Je lui raccroche au nez, énervé. De quoi est-ce qu'il se mêle sérieusement ?

— Euh... je participe à quoi exactement ? demande le musicien moins confiant.

— Ne commence pas toi non plus !

Au fond, je ne sais même pas pourquoi je m'énerve. Ezra comprend qu'il ne faut pas trop me chercher donc il n'insiste pas. Rosalie, elle, tente de me prendre dans ses bras mais j'esquive son étreinte. En voulant essayer un second rapprochement je lui intime d'un ton acerbe de me laisser tranquille. Immédiatement, Zaz' se positionne en protecteur. Il l'attrape par le coude pour la prendre dans ses bras et me fusille du regard.

— Si ton père est un sale con, c'est ton problème et elle n'est pas responsable. T'en prends pas à Rosalie.

— T'es le premier à lui manquer de respect quand tu te disputes avec elle, ne me casse pas les pieds s'il te plaît, siffle-je.

— Ouais, mais quand on s'engueule c'est entre nous. Elle est aussi responsable que moi.
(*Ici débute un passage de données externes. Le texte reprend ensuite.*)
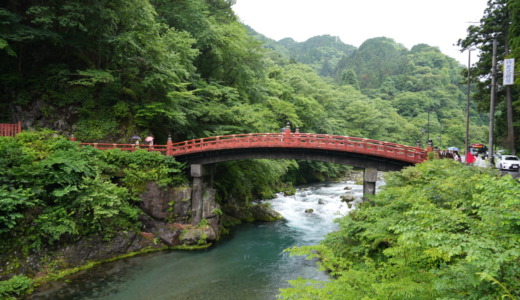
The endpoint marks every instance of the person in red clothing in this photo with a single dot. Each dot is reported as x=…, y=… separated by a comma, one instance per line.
x=470, y=158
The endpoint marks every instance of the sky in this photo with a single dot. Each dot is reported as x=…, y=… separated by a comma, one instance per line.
x=439, y=23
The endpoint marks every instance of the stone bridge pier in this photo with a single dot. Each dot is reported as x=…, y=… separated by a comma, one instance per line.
x=203, y=202
x=369, y=181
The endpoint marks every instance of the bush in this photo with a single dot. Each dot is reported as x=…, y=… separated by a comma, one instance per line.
x=16, y=286
x=431, y=233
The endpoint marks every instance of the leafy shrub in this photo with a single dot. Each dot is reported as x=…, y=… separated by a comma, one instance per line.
x=16, y=286
x=52, y=191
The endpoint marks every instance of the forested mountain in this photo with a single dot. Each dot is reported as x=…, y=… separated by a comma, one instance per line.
x=107, y=70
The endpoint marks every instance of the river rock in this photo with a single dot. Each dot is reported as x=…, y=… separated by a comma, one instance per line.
x=193, y=236
x=347, y=198
x=263, y=213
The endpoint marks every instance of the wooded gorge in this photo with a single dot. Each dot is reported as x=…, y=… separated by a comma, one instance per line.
x=113, y=69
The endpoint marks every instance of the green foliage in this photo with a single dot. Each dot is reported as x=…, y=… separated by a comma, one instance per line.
x=428, y=234
x=16, y=286
x=66, y=192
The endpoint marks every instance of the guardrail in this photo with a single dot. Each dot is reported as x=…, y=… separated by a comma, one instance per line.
x=10, y=129
x=280, y=140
— Laisse Ezra, souffle Rosalie.

— Eh bien là c'est entre nous, continue-je sans faire attention à ma petite-amie. Ne te mêle pas de ça.

Il me fusille à nouveau du regard mais ne dit rien, sûrement grâce à la main que Rosa vient de poser sur sa poitrine pour le calmer. Il souffle longuement, ses yeux me lançant toujours de violents éclairs, et il entraîne notre jolie brune sur le balcon. Agacé, je file dans la salle-de-bain, allume l'eau de la douche, me déshabille en vitesse et m'engouffre dans la cabine. Je ne possède pas un tempérament impulsif, je ne suis même pas un tant soit peu colérique. Impossible de comprendre d'où me vient cet accès de colère. Je crois que le fait d'avoir mon père au téléphone si rarement, toujours pour critiquer la moindre de mes décisions, et m'entendre à moitié dire en plus qu'il désapprouve ma relation avec Rosa alors qu'elle n'est même pas officielle à ses yeux... je ne sais pas. Je lui en veux énormément de toujours se comporter comme ça avec moi. Et je me dis, s'il n'apprécie même pas la relation que j'entretiens possiblement avec elle maintenant, comment est-ce qu'il réagirait en sachant qu'elle ne représentera jamais la femme parfaite que lui et ma mère idéalisent pour moi ? Si je lui annonçais qu'en plus d'être avec moi, elle fréquente également Ezra, qu'est-ce qu'ils diraient ? Qu'est-ce qu'il dirait ? Continuerait-il de placer tous ses espoirs dans mon avenir ? Parfois j'espère secrètement qu'il décide de se tourner vers mes deux sœurs. Mais je me rends compte ensuite que Jelena et Alizée subissent une pression similaire sans que ce ne soit vraiment justifié quand j'y pense... J'ai l'impression de dévier complètement du chemin qu'ils ont imaginé pour moi – concrètement je le fais, ce n'est pas qu'une impression – mais quelque part je sens dans mes tripes que ça me dépasse. Plus nous passons du temps ensemble et plus j'en veux. C'est mon monde idéal à moi, ma vie parfaite à moi avec son lot de défauts, de disputes et surtout d'amour. C'est exactement tout ce dont j'ai envie.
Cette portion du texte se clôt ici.